Leveraging Health Information Technology and Health Information Exchange for Value-Based Healthcare Initiatives
In a country where healthcare spending is 16 percent of the gross domestic product, and much higher than other industrialized countries, the United States – according to many leading employers – is losing its competitiveness and ability to compete globally. According to the Organisation for Economic Cooperation and Development, healthcare spending per capita in Switzerland – the next most costly OECD country – is only 68 percent of that in the U.S.; in Canada, it is only 57 percent; and in the median OECD country it is less than 44 percent of the U.S. level.[1]
Americans are increasingly feeling the pain of rising healthcare costs. According to a recent survey conducted by the Kaiser Family Foundation, 21 percent of employers reported that it is “very likely” and 28 percent reported that it was “somewhat likely” that they would increase the amount that employees pay for health insurance in the coming year. Health insurance premiums for workers and their employees have skyrocketed by 87 percent since 2000, the survey found, while workers’ earnings have risen by only 20 percent over the same time period.[2]
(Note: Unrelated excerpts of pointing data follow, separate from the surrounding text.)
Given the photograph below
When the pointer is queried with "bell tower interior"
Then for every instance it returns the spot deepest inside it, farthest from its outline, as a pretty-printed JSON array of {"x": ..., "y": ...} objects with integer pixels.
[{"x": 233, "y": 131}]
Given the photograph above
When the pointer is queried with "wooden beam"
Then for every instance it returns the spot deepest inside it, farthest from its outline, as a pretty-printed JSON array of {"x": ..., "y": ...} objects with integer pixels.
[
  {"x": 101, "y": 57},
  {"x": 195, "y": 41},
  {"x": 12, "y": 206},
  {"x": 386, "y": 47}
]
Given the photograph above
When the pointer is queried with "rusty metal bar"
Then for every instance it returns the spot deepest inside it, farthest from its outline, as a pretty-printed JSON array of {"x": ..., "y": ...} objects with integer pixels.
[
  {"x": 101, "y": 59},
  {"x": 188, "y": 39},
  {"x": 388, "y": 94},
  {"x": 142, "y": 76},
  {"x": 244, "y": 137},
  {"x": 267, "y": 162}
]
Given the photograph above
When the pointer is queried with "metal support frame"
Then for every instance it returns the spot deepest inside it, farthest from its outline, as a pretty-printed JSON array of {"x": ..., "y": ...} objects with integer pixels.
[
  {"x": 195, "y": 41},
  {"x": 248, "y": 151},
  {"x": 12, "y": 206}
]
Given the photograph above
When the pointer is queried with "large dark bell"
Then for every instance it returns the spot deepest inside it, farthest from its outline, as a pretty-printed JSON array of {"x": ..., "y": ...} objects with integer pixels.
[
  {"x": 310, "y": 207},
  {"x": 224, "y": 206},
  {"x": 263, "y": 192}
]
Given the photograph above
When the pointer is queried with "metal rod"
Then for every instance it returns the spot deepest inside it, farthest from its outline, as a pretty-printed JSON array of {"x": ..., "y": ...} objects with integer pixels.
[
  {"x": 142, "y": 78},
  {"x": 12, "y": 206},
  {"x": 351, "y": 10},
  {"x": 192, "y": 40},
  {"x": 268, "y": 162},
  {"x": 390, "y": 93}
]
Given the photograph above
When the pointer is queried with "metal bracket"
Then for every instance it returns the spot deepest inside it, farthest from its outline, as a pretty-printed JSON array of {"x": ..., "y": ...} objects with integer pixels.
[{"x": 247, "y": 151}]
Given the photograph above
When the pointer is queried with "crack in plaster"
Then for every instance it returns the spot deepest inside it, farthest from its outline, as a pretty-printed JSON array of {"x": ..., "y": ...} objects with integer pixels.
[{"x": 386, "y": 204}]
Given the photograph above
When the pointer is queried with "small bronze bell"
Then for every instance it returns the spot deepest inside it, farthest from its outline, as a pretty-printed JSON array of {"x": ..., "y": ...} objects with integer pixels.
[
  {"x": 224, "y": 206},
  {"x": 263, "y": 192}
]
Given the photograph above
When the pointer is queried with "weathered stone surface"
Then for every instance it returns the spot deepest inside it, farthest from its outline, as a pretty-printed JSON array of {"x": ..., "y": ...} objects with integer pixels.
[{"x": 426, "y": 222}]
Increasing costs are not the only issue concerning the nation’s largest payers and employers. According to a study published in The New England Journal of Medicine, U.S. adults receive about half of recommended healthcare services.[3] And, despite documented benefits of timely preventive care, a Commonwealth Fund-sponsored U.S. Scorecard on Health System Performance indicates that not even half of adults (49 percent) receive preventive and screening tests according to guidelines for their age and sex. And poor quality translates into higher costs. According to the same Commonwealth Fund report, the current gap between national average rates of diabetes and blood pressure control and rates achieved by the top 10 percent of health plans translates into an estimated 20,000 to 40,000 preventable deaths and $1 billion to $2 billion in avoidable medical costs.[4]
Federal Efforts Driving Toward ‘Value-Based Healthcare’
Concerns about cost and quality are driving the federal government to take action. On August 22, 2006, President Bush issued an executive order calling for healthcare programs that are administered or sponsored by the federal government to make available cost and quality information to their beneficiaries, as well as to utilize HIT systems and products that meet recognized interoperability standards.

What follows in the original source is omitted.